Tim Greenhalgh meets the Norwegian who redefined style on the world wide web, and Tony Durham sums up a year of successes and setbacks for the web's energetic standard setters
The web is a global medium and the World Wide Web Consortium (W3C) wants it to serve a diverse world where people do not all speak the same language, use the same hardware and software or have the same abilities, tastes and interests.
The W3C has worked to ensure that web technology supports the varied character sets and writing conventions of the world's languages. It has promoted guidelines for making the web accessible to people with disabilities. Most of the members are companies but two of its three main offices are on the neutral ground of universities (MIT in the United States and Keio in Japan) and the third in a national research laboratory (France's Inria). The consortium strives to keep the web open by ensuring that no aspect of its technology is controlled by one company. Powerful firms act friendly towards standards bodies, if only because they hope to see their technologies elevated to standards. Microsoft and Netscape are members, but have at times tried to race ahead of the W3C process by adding non-standard features to their web browsing software.
One of 1998's achievements for the consortium was the release of SMIL, a recommendation which gives web multimedia developers precise control over layout, timing and interactivity. But Microsoft chose not to put SMIL into its new browser Internet Explorer 5. It claims its own technology, HTML+Time, is superior. Microsoft has put HTML+Time into the W3C standards process but will probably be as surprised as anyone if it is adopted.
By contrast XML, originally developed at Sun Microsystems, has been an unqualified success for the W3C. XML was an instant hit with specialised communities of web users ill-served by basic HTML. Chemists wanted to represent molecular structures, business people wanted orders and invoices, librarians wanted electronic catalogue cards.
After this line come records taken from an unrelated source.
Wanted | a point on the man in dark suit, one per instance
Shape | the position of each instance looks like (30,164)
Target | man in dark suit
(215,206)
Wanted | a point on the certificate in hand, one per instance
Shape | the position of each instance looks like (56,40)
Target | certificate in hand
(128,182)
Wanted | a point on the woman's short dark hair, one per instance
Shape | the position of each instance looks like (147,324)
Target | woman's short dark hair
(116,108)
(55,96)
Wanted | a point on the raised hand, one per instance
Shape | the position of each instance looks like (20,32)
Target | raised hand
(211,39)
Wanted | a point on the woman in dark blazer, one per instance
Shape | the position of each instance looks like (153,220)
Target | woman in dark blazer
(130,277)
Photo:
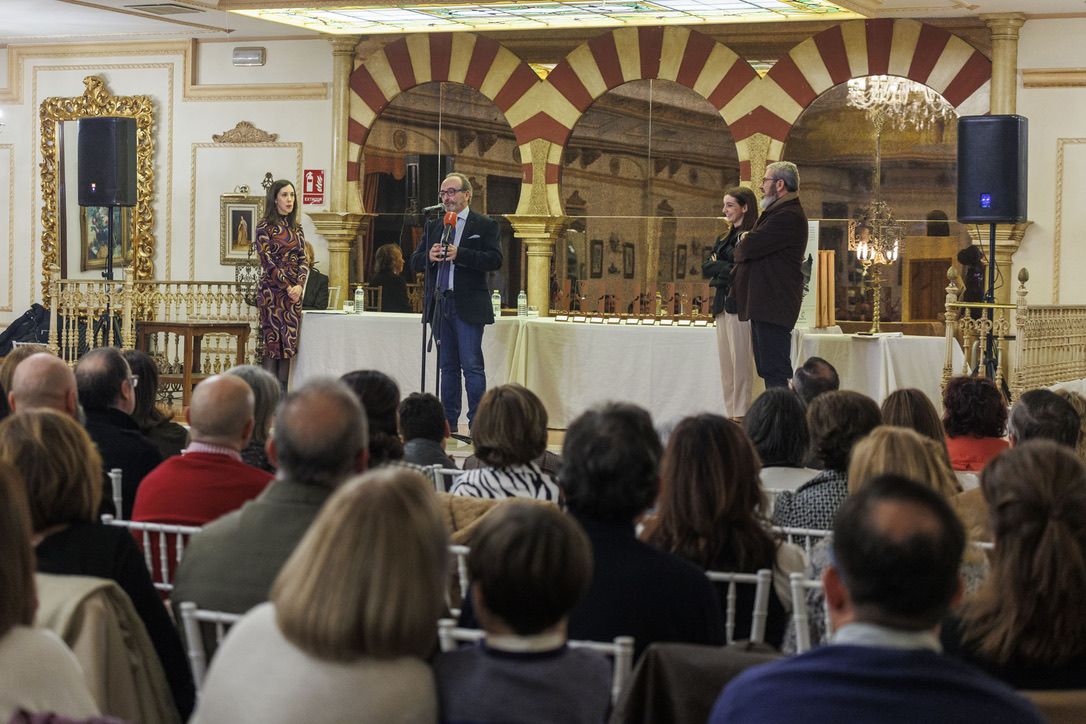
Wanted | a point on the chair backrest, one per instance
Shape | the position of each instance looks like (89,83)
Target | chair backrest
(800,614)
(117,493)
(762,580)
(442,478)
(806,537)
(620,649)
(162,540)
(191,620)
With XML they can define standard ways of exchanging these specialised types of information. XML meets a widely-felt need, and there is no other technology competing for the same niche.
But according to Sun's Jon Bosak, the need for XML was as much political as technical. At a W3C seminar in London in December he said: "You had to have XML to keep the web open. That is one of the dark secrets of XML."
Without it, the web would have been ripe for takeover by a proprietary format controlled by a single company, the very thing the W3C is determined to avoid.